I principi su cui si basano le tecniche di Jeet Kune Do conciliano istintività, semplicità ed efficacia nell'esecuzione; l'educazione alle tecniche di combattimento è scalare: si parte dalle soluzioni più elementari per poi diventare via via padroni di tecniche complesse mano a mano che i limiti dell'atleta vengono superati. Così, il praticante massimizzerà le sue capacità negli attacchi migliorando i pugni e i calci diretti utilizzando il braccio o la gamba più vicini all'avversario; affronterà le tecniche di attacco basate sulle combinazioni di pugni e calci; svilupperà la capacità di immobilizzare l'avversario bloccandolo a terra o impedendogli di colpire; imparerà a scoprire intenzionalmente la sua guardia offrendo un falso punto debole all'avversario; sarà capace di dissimulare le proprie intenzioni fingendo di eseguire una tecnica o di colpire una parte del corpo, per poi cambiare repentinamente bersaglio.

Mentre affinerà le sue tecniche, il praticante migliorerà costantemente la conoscenza di se stesso e del mondo che lo circonda, imparerà quindi a controllarsi e ad aumentare la sua capacità di controllo sugli accadimenti del mondo esterno. Queste considerazioni, oltre ad avere un'indubbio significato filosofico, hanno delle implicazioni pratiche notevoli, si pensi soltanto ai concetti di spazio e di tempo applicati all'autodifesa. Per chi pratica arti marziali o sport di combattimento, la distanza dall'avversario è un concetto basilare, così attraverso il Jeet Kune Do si impara a calcolare in modo istintivo i tempi corretti e a coprire velocemente gli spazi necessari per gli avvicinamenti o gli allontanamenti. La capacità di utilizzare a proprio vantaggio lo spazio e il tempo permettono al combattente di sceglire al momento giusto la tecnica più appropriata in ogni situazione.

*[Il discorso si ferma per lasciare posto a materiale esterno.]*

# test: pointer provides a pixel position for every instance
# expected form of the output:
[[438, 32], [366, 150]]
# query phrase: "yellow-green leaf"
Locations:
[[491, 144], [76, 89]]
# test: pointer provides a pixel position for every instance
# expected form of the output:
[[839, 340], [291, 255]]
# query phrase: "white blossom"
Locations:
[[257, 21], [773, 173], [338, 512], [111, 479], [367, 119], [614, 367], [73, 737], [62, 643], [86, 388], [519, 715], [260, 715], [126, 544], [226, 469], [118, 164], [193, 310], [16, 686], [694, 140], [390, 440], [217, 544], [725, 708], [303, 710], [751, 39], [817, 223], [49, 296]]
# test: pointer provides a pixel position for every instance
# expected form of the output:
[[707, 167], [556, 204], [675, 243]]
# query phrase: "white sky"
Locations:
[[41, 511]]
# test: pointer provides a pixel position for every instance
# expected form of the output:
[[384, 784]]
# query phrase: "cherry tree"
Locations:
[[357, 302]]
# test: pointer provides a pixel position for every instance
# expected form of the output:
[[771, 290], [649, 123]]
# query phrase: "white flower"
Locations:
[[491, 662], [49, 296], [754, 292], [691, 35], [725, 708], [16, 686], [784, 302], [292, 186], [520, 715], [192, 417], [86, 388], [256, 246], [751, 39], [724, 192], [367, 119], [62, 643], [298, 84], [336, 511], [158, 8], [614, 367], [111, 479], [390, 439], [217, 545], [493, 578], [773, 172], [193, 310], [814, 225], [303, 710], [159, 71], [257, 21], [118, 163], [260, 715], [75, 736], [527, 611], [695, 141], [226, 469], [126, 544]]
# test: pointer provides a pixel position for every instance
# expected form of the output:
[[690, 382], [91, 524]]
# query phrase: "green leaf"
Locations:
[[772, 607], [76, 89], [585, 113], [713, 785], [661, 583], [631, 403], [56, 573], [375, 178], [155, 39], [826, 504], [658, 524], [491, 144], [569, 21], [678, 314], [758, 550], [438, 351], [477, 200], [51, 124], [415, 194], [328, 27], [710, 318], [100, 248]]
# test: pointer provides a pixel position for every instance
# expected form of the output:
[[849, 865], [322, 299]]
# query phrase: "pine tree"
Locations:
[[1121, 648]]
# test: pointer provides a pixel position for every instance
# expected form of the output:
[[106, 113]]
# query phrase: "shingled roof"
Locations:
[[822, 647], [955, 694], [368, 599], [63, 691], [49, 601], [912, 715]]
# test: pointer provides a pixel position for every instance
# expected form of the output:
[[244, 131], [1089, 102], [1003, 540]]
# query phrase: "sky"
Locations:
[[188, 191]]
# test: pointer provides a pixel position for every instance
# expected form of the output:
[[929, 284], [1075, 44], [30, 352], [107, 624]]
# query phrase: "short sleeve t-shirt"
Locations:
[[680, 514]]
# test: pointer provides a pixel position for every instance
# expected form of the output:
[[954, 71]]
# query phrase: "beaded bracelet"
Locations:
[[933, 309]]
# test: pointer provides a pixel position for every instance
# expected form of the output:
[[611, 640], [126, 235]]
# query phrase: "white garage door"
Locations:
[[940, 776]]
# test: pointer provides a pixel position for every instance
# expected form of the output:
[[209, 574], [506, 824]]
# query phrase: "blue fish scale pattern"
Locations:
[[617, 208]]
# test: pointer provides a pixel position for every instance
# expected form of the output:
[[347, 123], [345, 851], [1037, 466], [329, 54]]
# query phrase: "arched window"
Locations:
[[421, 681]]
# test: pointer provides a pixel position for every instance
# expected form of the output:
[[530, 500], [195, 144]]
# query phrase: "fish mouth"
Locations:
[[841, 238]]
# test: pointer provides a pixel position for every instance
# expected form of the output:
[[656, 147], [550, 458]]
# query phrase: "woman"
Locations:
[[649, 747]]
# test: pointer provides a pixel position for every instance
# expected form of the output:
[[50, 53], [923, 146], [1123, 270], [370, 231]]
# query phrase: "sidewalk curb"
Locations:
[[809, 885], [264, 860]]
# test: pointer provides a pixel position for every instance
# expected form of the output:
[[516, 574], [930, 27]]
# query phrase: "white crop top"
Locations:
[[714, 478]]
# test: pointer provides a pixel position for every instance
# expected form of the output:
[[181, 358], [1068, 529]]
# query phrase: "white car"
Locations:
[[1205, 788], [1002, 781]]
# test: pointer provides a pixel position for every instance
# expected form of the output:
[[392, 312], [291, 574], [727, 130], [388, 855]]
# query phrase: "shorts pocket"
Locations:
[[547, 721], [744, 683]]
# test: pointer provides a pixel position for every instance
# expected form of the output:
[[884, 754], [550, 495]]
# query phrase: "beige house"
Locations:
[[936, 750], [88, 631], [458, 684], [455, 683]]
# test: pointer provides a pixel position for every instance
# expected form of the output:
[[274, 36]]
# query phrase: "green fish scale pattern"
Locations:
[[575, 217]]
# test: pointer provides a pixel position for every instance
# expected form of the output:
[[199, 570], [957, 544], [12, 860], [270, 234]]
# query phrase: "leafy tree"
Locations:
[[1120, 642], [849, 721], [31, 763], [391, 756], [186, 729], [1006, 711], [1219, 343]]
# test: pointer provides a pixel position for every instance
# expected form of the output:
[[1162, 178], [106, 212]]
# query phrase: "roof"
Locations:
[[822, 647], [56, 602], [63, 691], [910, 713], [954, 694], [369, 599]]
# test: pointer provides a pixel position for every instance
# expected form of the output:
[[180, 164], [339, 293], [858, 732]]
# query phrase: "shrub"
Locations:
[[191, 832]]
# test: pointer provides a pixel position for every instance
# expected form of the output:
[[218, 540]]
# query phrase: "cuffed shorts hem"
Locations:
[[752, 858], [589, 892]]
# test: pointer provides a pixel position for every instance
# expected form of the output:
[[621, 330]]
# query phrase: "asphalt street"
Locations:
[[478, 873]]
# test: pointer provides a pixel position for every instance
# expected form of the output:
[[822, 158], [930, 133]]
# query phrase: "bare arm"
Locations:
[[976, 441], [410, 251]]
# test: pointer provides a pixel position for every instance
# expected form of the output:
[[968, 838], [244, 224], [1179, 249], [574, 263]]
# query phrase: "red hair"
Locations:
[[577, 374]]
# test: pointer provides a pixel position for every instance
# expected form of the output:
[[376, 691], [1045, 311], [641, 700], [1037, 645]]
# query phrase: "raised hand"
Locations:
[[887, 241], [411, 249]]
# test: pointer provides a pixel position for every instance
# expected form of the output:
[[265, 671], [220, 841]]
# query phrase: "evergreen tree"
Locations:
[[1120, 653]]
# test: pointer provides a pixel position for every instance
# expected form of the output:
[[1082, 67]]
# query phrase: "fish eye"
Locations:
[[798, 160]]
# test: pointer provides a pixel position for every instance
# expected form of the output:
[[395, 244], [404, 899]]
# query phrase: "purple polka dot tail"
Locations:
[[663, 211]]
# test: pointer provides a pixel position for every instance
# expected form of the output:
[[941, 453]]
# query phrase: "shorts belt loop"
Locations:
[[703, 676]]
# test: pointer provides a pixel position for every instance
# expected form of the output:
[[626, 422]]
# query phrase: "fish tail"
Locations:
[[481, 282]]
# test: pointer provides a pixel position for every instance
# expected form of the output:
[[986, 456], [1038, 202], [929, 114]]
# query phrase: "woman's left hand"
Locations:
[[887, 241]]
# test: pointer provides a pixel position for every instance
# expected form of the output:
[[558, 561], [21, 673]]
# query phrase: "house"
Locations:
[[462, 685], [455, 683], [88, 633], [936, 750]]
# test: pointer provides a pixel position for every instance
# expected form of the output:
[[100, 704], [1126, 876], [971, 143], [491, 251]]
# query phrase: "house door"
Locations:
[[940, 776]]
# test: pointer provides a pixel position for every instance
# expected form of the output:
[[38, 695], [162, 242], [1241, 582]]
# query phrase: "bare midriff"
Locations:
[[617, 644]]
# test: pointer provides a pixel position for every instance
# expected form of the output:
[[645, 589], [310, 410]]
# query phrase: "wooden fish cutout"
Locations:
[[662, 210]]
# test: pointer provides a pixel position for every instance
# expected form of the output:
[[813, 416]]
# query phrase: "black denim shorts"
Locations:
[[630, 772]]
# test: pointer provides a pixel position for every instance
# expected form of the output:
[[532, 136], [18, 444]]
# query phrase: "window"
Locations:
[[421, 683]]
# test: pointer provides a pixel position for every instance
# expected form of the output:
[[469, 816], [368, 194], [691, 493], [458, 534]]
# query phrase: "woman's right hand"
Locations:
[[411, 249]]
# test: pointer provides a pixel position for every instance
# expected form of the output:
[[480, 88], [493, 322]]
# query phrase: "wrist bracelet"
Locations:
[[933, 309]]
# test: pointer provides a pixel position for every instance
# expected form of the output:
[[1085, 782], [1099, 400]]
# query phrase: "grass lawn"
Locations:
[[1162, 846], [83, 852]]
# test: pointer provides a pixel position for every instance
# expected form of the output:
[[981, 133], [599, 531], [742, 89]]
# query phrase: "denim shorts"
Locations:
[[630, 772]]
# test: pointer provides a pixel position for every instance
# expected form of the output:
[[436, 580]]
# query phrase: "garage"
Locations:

Oggi esistono due grandi realtà che fanno capo al JKD: il Jun Fan Jeet Kune Do, detto anche The Original, i cui appartenenti continuano a praticare questo sistema marziale senza modificare i concetti espressi da Bruce Lee nel libro intitolato "Tao del Jeet Kune Do", e il Jun Fan Jeet Kune Do Concepts, tra i cui fondatori vi è Dan Inosanto, amico, collega e allievo di Bruce Lee, che pensano al JKD come ad una realtà in continua evoluzione e continuano ad arricchire questa disciplina di tecniche provenienti da altre arti marziali.